If you do, know the law and abide by it — or risk the consequences. For example, a grocery chain in Utah recently failed to learn and live by the letter of the law and paid big for it. It used teenagers for hazardous jobs and allowed them to work more hours than the Fair Labor Standards Act (FLSA) permits. The U.S. Department of Labor investigated and slapped it with a hefty fine of $650,000.
The FLSA covers most companies with annual gross sales of $500,000 or greater and those engaged in interstate commerce. While at first glance, this would seem to make it a Big Business regulation, in fact the law covers nearly all workplaces. Courts have interpreted interstate commerce loosely indeed — holding that employers who get or send mail to or from other states are in interstate commerce, as are those who place or send interstate telephone calls. That covers nearly everyone.
There is a tension in the child labor restrictions — between the law's parenting instinct to encourage children to stay in school and employers' needs to mine the available labor supply. Some industries have obtained special exemptions from the usual legal restrictions. For example, workers of any age may deliver newspapers — or become child starlets by performing in television, film or theatre.

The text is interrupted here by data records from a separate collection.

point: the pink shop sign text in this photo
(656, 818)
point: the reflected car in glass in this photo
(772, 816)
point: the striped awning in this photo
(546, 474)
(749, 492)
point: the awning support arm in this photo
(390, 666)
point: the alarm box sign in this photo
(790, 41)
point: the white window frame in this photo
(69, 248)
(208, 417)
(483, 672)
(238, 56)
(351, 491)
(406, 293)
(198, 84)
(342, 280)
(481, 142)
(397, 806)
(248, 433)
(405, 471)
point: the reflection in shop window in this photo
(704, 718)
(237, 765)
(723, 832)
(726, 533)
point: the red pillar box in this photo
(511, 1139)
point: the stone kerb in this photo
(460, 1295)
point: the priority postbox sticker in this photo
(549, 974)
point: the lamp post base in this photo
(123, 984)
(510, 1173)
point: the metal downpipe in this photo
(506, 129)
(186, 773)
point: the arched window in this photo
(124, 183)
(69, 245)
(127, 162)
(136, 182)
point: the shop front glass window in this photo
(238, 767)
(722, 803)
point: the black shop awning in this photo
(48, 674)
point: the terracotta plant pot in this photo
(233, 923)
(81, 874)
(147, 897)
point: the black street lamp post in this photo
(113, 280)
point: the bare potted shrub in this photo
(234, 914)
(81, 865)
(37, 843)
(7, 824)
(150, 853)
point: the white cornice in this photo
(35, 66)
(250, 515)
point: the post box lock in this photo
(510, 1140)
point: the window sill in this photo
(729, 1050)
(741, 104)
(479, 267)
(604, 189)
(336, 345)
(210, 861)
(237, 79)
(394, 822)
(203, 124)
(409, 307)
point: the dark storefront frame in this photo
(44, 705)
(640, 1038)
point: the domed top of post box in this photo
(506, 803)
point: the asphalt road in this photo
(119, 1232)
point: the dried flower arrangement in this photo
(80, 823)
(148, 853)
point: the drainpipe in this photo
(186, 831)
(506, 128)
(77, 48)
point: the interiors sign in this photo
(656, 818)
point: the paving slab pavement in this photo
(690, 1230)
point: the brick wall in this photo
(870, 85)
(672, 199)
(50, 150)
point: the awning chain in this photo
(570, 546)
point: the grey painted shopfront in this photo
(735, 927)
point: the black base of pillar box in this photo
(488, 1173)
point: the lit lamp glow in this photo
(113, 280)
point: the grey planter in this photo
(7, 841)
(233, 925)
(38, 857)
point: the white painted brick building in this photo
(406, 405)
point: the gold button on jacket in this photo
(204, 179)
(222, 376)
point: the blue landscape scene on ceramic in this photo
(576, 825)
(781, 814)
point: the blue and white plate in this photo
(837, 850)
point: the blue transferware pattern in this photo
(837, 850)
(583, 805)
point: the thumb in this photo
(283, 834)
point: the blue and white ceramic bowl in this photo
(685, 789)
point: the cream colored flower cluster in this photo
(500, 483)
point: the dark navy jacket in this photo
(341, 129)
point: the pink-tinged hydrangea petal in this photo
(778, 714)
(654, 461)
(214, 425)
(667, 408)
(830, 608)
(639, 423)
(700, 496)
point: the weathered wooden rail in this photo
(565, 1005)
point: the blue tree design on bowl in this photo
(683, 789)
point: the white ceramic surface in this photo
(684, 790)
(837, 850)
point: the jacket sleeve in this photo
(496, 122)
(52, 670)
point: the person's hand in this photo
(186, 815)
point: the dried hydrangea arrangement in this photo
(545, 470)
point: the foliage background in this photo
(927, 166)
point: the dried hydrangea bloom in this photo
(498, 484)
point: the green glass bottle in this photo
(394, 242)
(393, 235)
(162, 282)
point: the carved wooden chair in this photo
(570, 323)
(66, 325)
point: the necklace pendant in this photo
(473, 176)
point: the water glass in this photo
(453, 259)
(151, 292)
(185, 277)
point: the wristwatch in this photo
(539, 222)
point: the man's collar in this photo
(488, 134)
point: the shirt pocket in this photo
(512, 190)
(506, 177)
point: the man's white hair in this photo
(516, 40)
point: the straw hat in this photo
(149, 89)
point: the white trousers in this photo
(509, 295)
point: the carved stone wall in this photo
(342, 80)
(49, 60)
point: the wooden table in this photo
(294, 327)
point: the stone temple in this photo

And the farming industry has kept up such a vigorous fight against child labor restrictions since the FLSA was first proposed in the 1930s that it has secured less strict laws for child farmworkers; those as young as 12 may work on their parents' farms and kids as young as 10 may work for a time harvesting if their employers secure a special waiver from the Department of Labor. Beyond that, though, the FLSA imposes a number of age–specific restrictions.
As long as you don't displace older workers to make way for younger ones, the FLSA permits covered employers to hire those under the age of 20 and pay them $4.25 an hour for their first ninety consecutive calendar days of work. After that, you must pay them at least $5.15. Your state's minimum wage may be different from the FLSA standard, so don't be confused by the conflicting figures you may hear.
Note that even knowing the federal restrictions may not be enough. Some states have more restrictive child labor laws.
If you have any questions or wonder what constitutes a hazardous job for your industry, call the local Wage and Hour office of the U.S. Department of Labor. Find it in your telephone book under United States Government — Labor Department.